The Frances Forum

It started as a joke.

I was a 19 year old undergrad, recently dumped. The villain who bruised my heart was an indie musician from Athens, Georgia. Our time together was a great adventure—and every parent’s nightmare. Despite skipping classes to join him on the road, I still made the Dean’s List! Among our many topics of discussion: the contrast between who he and his band were versus the image manufactured by their record label’s marketing machine. Quite an education.
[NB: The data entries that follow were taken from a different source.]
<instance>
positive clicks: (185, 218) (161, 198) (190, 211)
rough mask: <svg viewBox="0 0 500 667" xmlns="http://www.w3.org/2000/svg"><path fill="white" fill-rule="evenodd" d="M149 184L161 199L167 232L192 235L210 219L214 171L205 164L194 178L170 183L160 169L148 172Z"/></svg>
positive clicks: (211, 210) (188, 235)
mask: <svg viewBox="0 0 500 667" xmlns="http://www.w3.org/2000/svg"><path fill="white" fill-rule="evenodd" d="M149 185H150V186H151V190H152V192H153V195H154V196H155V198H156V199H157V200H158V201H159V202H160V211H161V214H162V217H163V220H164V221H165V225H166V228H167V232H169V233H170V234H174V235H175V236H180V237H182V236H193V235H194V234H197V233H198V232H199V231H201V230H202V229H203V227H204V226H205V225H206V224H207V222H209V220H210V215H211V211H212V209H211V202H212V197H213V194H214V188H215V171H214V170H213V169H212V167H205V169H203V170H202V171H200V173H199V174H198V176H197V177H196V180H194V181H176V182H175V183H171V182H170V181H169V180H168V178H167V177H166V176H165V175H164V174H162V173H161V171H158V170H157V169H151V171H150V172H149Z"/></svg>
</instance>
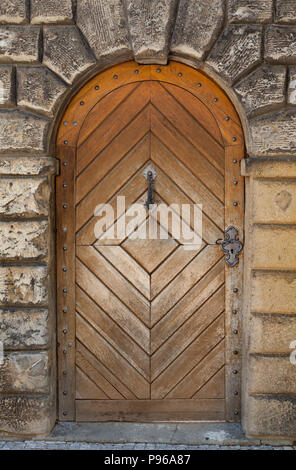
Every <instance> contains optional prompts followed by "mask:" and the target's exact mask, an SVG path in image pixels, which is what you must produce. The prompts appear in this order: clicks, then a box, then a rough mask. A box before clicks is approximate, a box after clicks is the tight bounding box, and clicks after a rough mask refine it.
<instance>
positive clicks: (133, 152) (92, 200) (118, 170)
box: [76, 138, 150, 231]
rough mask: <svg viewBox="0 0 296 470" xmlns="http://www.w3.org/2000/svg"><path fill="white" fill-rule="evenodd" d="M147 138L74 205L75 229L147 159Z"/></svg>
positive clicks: (106, 200)
mask: <svg viewBox="0 0 296 470" xmlns="http://www.w3.org/2000/svg"><path fill="white" fill-rule="evenodd" d="M149 145H150V143H149V140H148V139H147V138H144V139H143V140H142V142H140V143H139V144H138V146H137V147H136V148H134V149H133V150H132V152H131V153H130V154H129V155H127V156H126V157H125V158H124V159H123V160H122V161H121V162H120V163H119V164H118V165H117V166H116V167H115V168H114V169H113V171H112V172H111V174H110V175H109V178H108V179H104V180H103V181H101V183H99V184H98V185H97V186H96V187H95V188H94V189H93V190H92V191H91V192H90V193H89V194H88V195H87V196H86V197H85V198H84V199H83V200H82V201H81V202H80V204H79V205H78V206H77V207H76V228H77V231H78V230H79V229H80V228H81V227H82V225H83V224H85V223H86V222H87V221H88V220H89V219H90V218H92V217H93V215H94V211H95V208H96V207H97V206H99V205H100V204H103V203H105V202H107V201H109V199H110V198H111V197H112V196H113V195H114V194H115V193H116V192H117V191H118V190H119V189H120V188H121V187H122V186H123V185H124V184H125V183H126V182H127V181H128V180H129V179H130V178H131V177H132V176H133V175H134V174H135V173H136V171H137V170H139V168H141V166H143V165H144V163H145V162H147V161H148V159H149Z"/></svg>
Eventually he returned to his life in Georgia and I resumed mine as an Indianapolis coed. I forgot I was still a member of his fan club until the fateful day I checked my mail only to be greeted by the latest issue of his band’s newsletter. Splashed across the cover was news of his recent wedding (to the woman he dated right before me) and a billboard-sized photo of the happy bride and groom.

I stamped my size 6 Doc Martens and decided I, too, deserved the accolades of millions. So I started my own fan club with a newsletter devoted to documenting my every move. Applying lessons learned from my ex-BF, I wrote stories about my life in third person, as if by a determined team of hyperactive celebrity journalists.

I shared the first issue with the Georgia musician (he loved it!). Encouraged by friends and faculty, I continued to write my zine, The Frances Forum, for 11 years, 30 issues total. I may not have known it then but, looking back, I was surely a 90s riot grrrrl.

The newsletter was important to my development as an artist and helped launched my professional writing career. Indianapolis Monthly magazine first featured me in their glossy pages, and later hired me as a contributing editor.